One hundred on; one hundred off. Whitefish Montana is the busiest stop between Seattle and Chicago. The western and most popular gateway to Glacier National Park. Only two parks are more isolated than this cross-border preserve and they are above and below the ocean. In the southeast is Key Largo National Park the only all underwater park in the system. In the southwest are the Channel Islands off-shore of Santa Barbara.
Whitefish is also a way station for the Burlington Northern Santa Fe railroad that runs the Empire Builder for Amtrak. Four deadheaders join us for the road down out of the hills. They are BNSF employees going home. Whitefish survives on tourism, logging, and freight. The town expands from a base of 9000 to double that in the winter and triple that in the summer (or the other way around).
These facts were relayed by a newly minted college graduate going back to Minneapolis after visiting family in Whitefish. His father had long been a long haul train driver and now is a reserve engineer. He drives a single locomotive up and down the line adding an extra push for overloaded freight trains that otherwise would not make it over the mountain passes. He is also on-call for the rare but deadly runaway train. You can’t stop them but someone has to be around to pull away the cars left on the rails.
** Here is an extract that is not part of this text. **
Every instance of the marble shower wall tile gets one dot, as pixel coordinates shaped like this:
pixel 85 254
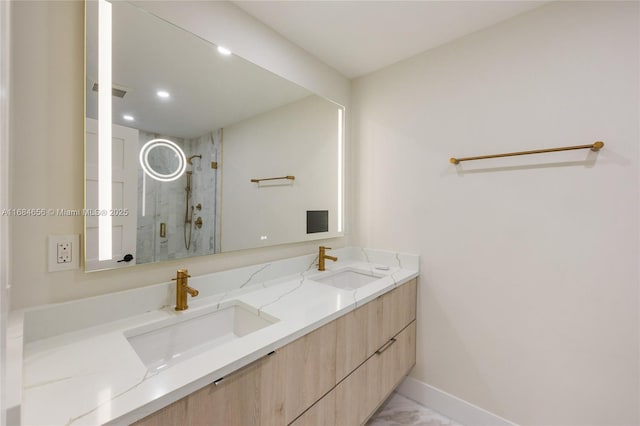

This young man is unsure what he will do with his marketing degree yet. Luckily he is pulling down good money as a waiter in a swank Minneapolis area restaurant. Real estate? Manufacturing rep? Like a growing number of young people, he did what was expected of him to a point and then stopped for a moment to catch his breath rather than barreling headlong into a career.
Less than an hour later, guitar music drifts in from the vestibule in the center of the car. There he was sitting on the yellow embarkation stool playing and singing as if in a trance totally oblivious. He was good. Real good. Playing Americana, folk, blues, and possibly a tune in the set that he wrote himself. He was that good. During the entire hour of our shared breakfast in the dining car, he never mentioned he is a musician or that music was a possible vocation. I learned nothing more since I did not want to disturb him. I just listened.